Adapt.tv, which was acquired in August 2013, "has a growth rate north of 60%," said CFO Karen Dykstra, and was one reason for the strong revenue growth in AOL's third-party platforms business.
While AOL may have emphasized building up its content in years past, with its acquisitions of the Huffington Post, TechCrunch and Engadget, it seems the focus has shifted to the other end: ad tech and programmatic. "We have the best content on one side, with best code and ability to scale on other side," Armstrong said. Now that the company's ad technology is mostly in place, the challenge is operationalizing these functions.
Armstrong said AOL is now "one of two players with a full stack like this," a reference to Google.
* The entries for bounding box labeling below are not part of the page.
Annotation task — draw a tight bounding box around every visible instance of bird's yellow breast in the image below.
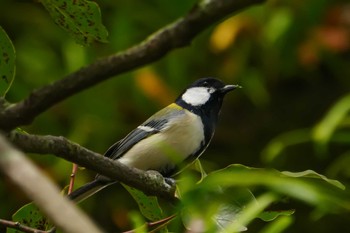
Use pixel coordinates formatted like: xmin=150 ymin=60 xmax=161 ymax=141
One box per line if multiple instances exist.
xmin=119 ymin=109 xmax=204 ymax=171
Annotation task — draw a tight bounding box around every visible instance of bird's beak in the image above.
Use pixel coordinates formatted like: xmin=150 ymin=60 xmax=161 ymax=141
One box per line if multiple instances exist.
xmin=220 ymin=85 xmax=242 ymax=94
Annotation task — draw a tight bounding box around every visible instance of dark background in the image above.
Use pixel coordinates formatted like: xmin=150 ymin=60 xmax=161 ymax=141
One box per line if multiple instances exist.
xmin=0 ymin=0 xmax=350 ymax=233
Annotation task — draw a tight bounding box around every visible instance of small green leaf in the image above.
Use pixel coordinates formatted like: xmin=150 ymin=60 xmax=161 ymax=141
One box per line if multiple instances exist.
xmin=123 ymin=184 xmax=164 ymax=221
xmin=281 ymin=170 xmax=345 ymax=190
xmin=7 ymin=203 xmax=52 ymax=233
xmin=258 ymin=210 xmax=295 ymax=222
xmin=41 ymin=0 xmax=108 ymax=45
xmin=0 ymin=27 xmax=16 ymax=97
xmin=198 ymin=164 xmax=350 ymax=212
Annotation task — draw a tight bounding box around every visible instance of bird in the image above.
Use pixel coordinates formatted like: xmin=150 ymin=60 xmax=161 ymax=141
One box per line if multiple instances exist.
xmin=68 ymin=77 xmax=240 ymax=202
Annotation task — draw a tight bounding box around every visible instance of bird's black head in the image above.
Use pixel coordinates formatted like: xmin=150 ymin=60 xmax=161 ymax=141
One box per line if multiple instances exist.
xmin=176 ymin=78 xmax=238 ymax=124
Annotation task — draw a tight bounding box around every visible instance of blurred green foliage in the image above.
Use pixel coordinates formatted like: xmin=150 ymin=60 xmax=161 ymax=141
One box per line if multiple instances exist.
xmin=0 ymin=0 xmax=350 ymax=233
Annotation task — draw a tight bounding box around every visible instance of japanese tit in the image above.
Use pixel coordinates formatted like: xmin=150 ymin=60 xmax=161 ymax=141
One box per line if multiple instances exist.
xmin=69 ymin=78 xmax=238 ymax=202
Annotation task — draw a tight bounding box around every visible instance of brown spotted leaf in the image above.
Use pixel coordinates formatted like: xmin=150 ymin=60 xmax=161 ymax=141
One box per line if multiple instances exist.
xmin=41 ymin=0 xmax=108 ymax=45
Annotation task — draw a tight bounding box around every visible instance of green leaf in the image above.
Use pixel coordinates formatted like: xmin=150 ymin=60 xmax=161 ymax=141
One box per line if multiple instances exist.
xmin=258 ymin=210 xmax=295 ymax=222
xmin=281 ymin=170 xmax=345 ymax=190
xmin=123 ymin=184 xmax=164 ymax=221
xmin=7 ymin=203 xmax=52 ymax=233
xmin=260 ymin=215 xmax=293 ymax=233
xmin=196 ymin=164 xmax=350 ymax=212
xmin=0 ymin=27 xmax=16 ymax=97
xmin=41 ymin=0 xmax=108 ymax=45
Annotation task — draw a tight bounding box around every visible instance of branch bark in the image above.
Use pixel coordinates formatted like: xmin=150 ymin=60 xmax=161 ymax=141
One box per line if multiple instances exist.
xmin=0 ymin=135 xmax=101 ymax=233
xmin=9 ymin=131 xmax=177 ymax=202
xmin=0 ymin=0 xmax=264 ymax=131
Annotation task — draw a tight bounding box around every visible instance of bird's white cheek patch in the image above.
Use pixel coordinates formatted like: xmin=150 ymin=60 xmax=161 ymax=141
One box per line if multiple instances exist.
xmin=182 ymin=87 xmax=214 ymax=106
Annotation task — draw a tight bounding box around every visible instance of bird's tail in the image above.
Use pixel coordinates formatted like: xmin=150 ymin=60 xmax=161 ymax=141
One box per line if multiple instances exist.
xmin=68 ymin=179 xmax=113 ymax=203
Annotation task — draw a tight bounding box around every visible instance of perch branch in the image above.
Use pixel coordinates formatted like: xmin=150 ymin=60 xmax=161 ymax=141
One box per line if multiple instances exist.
xmin=0 ymin=219 xmax=48 ymax=233
xmin=0 ymin=0 xmax=264 ymax=131
xmin=9 ymin=131 xmax=176 ymax=202
xmin=0 ymin=135 xmax=101 ymax=233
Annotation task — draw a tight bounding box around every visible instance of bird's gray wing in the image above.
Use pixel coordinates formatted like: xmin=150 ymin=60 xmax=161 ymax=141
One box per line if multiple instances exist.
xmin=105 ymin=105 xmax=184 ymax=159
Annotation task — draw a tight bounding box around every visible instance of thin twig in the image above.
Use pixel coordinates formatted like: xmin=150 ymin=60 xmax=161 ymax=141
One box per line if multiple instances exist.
xmin=68 ymin=163 xmax=79 ymax=194
xmin=0 ymin=135 xmax=101 ymax=233
xmin=123 ymin=214 xmax=177 ymax=233
xmin=0 ymin=0 xmax=265 ymax=131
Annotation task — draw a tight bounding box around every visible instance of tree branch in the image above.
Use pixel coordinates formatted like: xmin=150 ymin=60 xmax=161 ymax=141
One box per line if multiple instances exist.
xmin=0 ymin=0 xmax=264 ymax=131
xmin=0 ymin=135 xmax=101 ymax=233
xmin=9 ymin=131 xmax=177 ymax=202
xmin=0 ymin=219 xmax=48 ymax=233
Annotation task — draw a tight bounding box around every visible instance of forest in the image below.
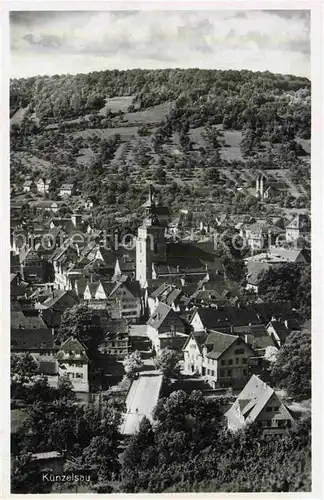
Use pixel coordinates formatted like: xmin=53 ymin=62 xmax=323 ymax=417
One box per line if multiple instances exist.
xmin=11 ymin=325 xmax=311 ymax=493
xmin=10 ymin=69 xmax=311 ymax=230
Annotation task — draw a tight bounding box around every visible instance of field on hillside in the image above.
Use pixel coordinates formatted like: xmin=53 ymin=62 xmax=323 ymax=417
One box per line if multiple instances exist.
xmin=98 ymin=96 xmax=135 ymax=116
xmin=124 ymin=102 xmax=172 ymax=124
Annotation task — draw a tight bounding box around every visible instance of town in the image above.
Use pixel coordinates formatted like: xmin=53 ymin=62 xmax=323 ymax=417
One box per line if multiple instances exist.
xmin=11 ymin=179 xmax=310 ymax=492
xmin=6 ymin=10 xmax=312 ymax=496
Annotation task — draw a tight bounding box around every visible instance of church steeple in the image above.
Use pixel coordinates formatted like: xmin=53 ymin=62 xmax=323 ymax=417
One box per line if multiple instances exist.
xmin=136 ymin=185 xmax=169 ymax=287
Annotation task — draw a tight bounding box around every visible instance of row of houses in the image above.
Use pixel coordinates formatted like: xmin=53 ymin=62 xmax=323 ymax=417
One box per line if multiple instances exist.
xmin=23 ymin=178 xmax=76 ymax=197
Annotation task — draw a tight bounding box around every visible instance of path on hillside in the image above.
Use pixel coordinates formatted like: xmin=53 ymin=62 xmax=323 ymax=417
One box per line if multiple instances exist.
xmin=121 ymin=371 xmax=162 ymax=435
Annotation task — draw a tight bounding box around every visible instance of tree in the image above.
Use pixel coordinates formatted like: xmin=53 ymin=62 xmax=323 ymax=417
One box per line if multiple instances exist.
xmin=154 ymin=348 xmax=181 ymax=379
xmin=204 ymin=167 xmax=219 ymax=184
xmin=123 ymin=351 xmax=144 ymax=380
xmin=58 ymin=304 xmax=104 ymax=355
xmin=11 ymin=454 xmax=51 ymax=494
xmin=153 ymin=167 xmax=166 ymax=183
xmin=271 ymin=330 xmax=311 ymax=401
xmin=259 ymin=263 xmax=311 ymax=319
xmin=10 ymin=353 xmax=37 ymax=387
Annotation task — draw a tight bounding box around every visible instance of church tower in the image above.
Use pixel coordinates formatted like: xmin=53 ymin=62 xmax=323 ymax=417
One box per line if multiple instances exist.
xmin=136 ymin=185 xmax=169 ymax=288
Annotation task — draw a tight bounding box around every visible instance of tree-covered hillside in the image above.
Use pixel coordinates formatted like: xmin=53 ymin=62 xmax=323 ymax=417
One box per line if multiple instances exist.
xmin=10 ymin=69 xmax=311 ymax=232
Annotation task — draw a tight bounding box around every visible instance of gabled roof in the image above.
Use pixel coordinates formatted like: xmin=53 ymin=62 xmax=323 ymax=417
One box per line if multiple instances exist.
xmin=286 ymin=214 xmax=311 ymax=231
xmin=150 ymin=282 xmax=172 ymax=299
xmin=253 ymin=301 xmax=295 ymax=324
xmin=99 ymin=280 xmax=115 ymax=297
xmin=244 ymin=223 xmax=285 ymax=234
xmin=38 ymin=290 xmax=77 ymax=309
xmin=165 ymin=288 xmax=182 ymax=306
xmin=57 ymin=336 xmax=89 ymax=362
xmin=10 ymin=311 xmax=47 ymax=330
xmin=205 ymin=331 xmax=239 ymax=359
xmin=225 ymin=375 xmax=292 ymax=423
xmin=104 ymin=318 xmax=129 ymax=338
xmin=182 ymin=332 xmax=208 ymax=354
xmin=85 ymin=282 xmax=99 ymax=299
xmin=147 ymin=302 xmax=174 ymax=330
xmin=192 ymin=306 xmax=260 ymax=329
xmin=74 ymin=278 xmax=88 ymax=296
xmin=10 ymin=328 xmax=54 ymax=351
xmin=37 ymin=356 xmax=58 ymax=375
xmin=267 ymin=320 xmax=300 ymax=344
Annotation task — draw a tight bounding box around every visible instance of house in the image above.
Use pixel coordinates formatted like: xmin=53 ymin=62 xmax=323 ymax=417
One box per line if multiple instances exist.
xmin=225 ymin=375 xmax=294 ymax=436
xmin=99 ymin=319 xmax=130 ymax=359
xmin=35 ymin=290 xmax=79 ymax=328
xmin=233 ymin=325 xmax=276 ymax=356
xmin=286 ymin=214 xmax=311 ymax=243
xmin=59 ymin=184 xmax=75 ymax=196
xmin=56 ymin=336 xmax=89 ymax=392
xmin=255 ymin=173 xmax=287 ymax=200
xmin=244 ymin=247 xmax=310 ymax=265
xmin=182 ymin=332 xmax=208 ymax=375
xmin=147 ymin=302 xmax=188 ymax=352
xmin=183 ymin=330 xmax=255 ymax=388
xmin=245 ymin=260 xmax=271 ymax=294
xmin=20 ymin=248 xmax=51 ymax=283
xmin=83 ymin=280 xmax=115 ymax=309
xmin=147 ymin=282 xmax=181 ymax=315
xmin=109 ymin=276 xmax=142 ymax=322
xmin=23 ymin=180 xmax=37 ymax=193
xmin=30 ymin=451 xmax=67 ymax=476
xmin=190 ymin=306 xmax=260 ymax=332
xmin=84 ymin=198 xmax=93 ymax=210
xmin=10 ymin=322 xmax=56 ymax=356
xmin=34 ymin=356 xmax=59 ymax=388
xmin=266 ymin=319 xmax=300 ymax=349
xmin=31 ymin=200 xmax=67 ymax=214
xmin=36 ymin=177 xmax=51 ymax=194
xmin=240 ymin=223 xmax=285 ymax=250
While many publishers have to deal with a "technology tax" that takes almost half of ad revenue away, "Our premise has been to remove that to allow value to go to supply and demand side," giving advertisers a better ROI and AOL and publisher partners better returns.
When asked about the trend of bringing programmatic buying in house, Armstrong instead focused on the different trend of agencies and brands taking ownership of their data. "Clients and agencies are getting organized around their data. You will have the largest one hundred advertisers with data solutions internally, and those will be plugged into the agency and publisher community. We're currently building our socket and plug for people to connect to our data and plug their date into our system, and we're in a strong position."
Armstrong sees the ad tech world as bracing for a wave of consolidation. "Our company’s take is that there are 200 ad tech companies, and it feels like there are going to be chairs for 25 to 30 over time. There’s going to be a wave of consolidation, in media and ad tech overall." One of those chairs, presumably, is for AOL. "If you look at our results vs. industry trends, what you see today is the new AOL. What we have built in the content business and programmatic ad tech business is something that is not replicable."